Rep Cmte Small Business


Graves Applauds House Passage of the REINS Act

Washington D.C., August 2, 2013 -

House Small Business Committee Chairman Sam Graves (R-MO) released the following statement on House passage of the Regulations from the Executive in Need of Scrutiny (REINS) Act of 2013:

“Last week, the President pivoted, yet again, to a message about the economy and jobs. Small businesses need more than a message change; they need a pivot away from the encroaching regulatory state. The numbers tell the story. In the past four years, major rules alone have added nearly $70 billion in new regulatory costs. By comparison, ten years ago, there were six major rules in Fiscal Year 2003, for annual costs that were about $2 billion. In Fiscal Year 2012, 14 new major rules imposed an additional $14.8 to $19.5 billion in annual costs, according to the Office of Management and Budget, making 2012 the costliest year on record for federal regulation. Today’s disappointing unemployment announcement showed that our rate of job growth is not excelling enough to close the jobs gap left by the recession. That’s why we need common sense legislation like the REINS Act and the Regulatory Flexibility Improvements Act to slow the barrage of unnecessary regulations coming from this Administration. If we accept policies like these to restrain our government, the economy will be better off, and small businesses will have more room to both grow and create jobs.”

The bipartisan Regulatory Flexibility Improvements Act of 2013 (HR 2542) was introduced June 28th by Graves and Judiciary Subcommittee on Regulatory Reform, Commercial and Antitrust Law Chairman Spencer Bachus (R-AL).
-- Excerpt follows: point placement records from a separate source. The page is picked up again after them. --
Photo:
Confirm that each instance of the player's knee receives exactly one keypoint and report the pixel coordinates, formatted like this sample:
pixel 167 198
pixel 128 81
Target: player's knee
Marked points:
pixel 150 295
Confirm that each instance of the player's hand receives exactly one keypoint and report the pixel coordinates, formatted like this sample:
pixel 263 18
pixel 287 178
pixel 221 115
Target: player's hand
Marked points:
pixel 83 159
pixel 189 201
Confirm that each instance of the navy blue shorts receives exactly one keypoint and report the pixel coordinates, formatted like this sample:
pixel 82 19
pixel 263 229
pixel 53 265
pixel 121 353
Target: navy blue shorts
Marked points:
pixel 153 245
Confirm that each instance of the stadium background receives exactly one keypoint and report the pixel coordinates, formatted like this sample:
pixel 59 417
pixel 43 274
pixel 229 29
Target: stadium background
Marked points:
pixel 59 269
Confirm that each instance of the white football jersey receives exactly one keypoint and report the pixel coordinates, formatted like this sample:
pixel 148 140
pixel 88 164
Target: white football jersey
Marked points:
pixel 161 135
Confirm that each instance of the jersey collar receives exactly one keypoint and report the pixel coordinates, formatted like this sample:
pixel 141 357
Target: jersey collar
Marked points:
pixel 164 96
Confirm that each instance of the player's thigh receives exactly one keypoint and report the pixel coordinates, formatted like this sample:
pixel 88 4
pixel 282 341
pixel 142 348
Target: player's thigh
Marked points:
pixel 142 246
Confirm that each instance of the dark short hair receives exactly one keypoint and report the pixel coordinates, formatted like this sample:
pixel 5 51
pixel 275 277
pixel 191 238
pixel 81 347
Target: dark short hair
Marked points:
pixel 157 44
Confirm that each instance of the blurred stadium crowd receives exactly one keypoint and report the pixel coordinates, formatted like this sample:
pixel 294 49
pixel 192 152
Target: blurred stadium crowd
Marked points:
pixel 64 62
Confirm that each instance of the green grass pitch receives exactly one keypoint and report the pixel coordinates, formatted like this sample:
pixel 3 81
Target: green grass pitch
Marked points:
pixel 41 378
Earlier this year, Graves launched a new Committee initiative, called “Small Biz Reg Watch,” to help small businesses participate in the development of federal regulations. This online resource on the Committee’s website regularly highlights proposed regulations that could impact small companies and instructs business owners on how they can make comments to the federal agency developing the proposed regulation.